I have been thinking of looking for a therapist but it gives me a funny feeling to talk about my problems to someone who is paid to listen to them. And is probably thinking - aha, another psycho, an hour, yep we've heard it all before, and then just one more and then I go home. I would feel uneasy, like, this is not really someone who's interested in me. Am I asking too much?

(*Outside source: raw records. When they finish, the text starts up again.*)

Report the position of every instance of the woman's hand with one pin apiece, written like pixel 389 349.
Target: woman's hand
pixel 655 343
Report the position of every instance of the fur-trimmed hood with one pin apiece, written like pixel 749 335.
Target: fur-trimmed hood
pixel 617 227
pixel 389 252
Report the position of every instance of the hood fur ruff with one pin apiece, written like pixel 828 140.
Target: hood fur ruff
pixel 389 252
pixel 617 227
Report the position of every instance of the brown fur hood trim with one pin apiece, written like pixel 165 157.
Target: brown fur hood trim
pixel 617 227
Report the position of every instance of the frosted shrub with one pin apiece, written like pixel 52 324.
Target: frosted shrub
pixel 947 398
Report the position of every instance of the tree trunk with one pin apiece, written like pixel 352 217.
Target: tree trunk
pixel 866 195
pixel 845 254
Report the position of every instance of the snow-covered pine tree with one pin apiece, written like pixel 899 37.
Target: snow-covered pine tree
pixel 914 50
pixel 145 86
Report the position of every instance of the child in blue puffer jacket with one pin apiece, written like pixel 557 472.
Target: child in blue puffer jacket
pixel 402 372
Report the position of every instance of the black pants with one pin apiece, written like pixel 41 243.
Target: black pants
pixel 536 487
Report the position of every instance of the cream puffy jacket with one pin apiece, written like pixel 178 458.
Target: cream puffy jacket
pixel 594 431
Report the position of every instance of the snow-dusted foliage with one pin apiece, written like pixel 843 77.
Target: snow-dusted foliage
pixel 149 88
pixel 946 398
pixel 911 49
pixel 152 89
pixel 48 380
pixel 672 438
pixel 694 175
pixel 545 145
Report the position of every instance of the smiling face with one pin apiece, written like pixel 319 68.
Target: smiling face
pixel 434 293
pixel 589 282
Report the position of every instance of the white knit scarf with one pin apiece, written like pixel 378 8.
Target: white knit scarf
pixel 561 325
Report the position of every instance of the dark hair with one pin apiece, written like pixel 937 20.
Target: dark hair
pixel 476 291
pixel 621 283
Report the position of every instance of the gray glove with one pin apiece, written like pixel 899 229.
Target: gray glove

But I will do it if I see I can't fix me on my own. That is why I've joined this group (still amazed I did it), to try and bring myself back to "normal" yet again. I've had these fears for years and sometimes they run out of cpontrol and then again I manage to keep them down. THings have happened recently that made the whole thing escalate again so currently it's the acute "oh my god not again" and "will I ever get out of this" phase. I'm so glad I found all of you, and want to be positive despite myself and think I may actually make it.

I loved the playing idea. I think I may have done it already. And I know that taking it less seriously or with a bit of humour helps. The thing is I have got a new little family member recently and I can't play it down with her. When I think of losing her I paralyse. There are some health problems too and I blame myself for them, grounded or not matters little, I blame myself, fear it will get worse, and this fear makes me fear even more because I think I'm invoking negativity with my negativity. Vicious circle. So insomnia kicked in, my headaches are back, etcetc and the care for the little leaves me no time for my usual meditations, exercises, hobbies or even social contacts. Not that I mind, but there's little to divert my attention from the windmills of my mind. Oh, have I mentioned I've moved country recently and know almost no one here? And that some moths ago I split with my lifelong best friend, amiga del alma, something I would have NEVER EVER thought possible...
Ranting and lamenting, am I?
But at least getting it out.
Thanks ofr being out there and listening ie reading. And you're not even paid to do it.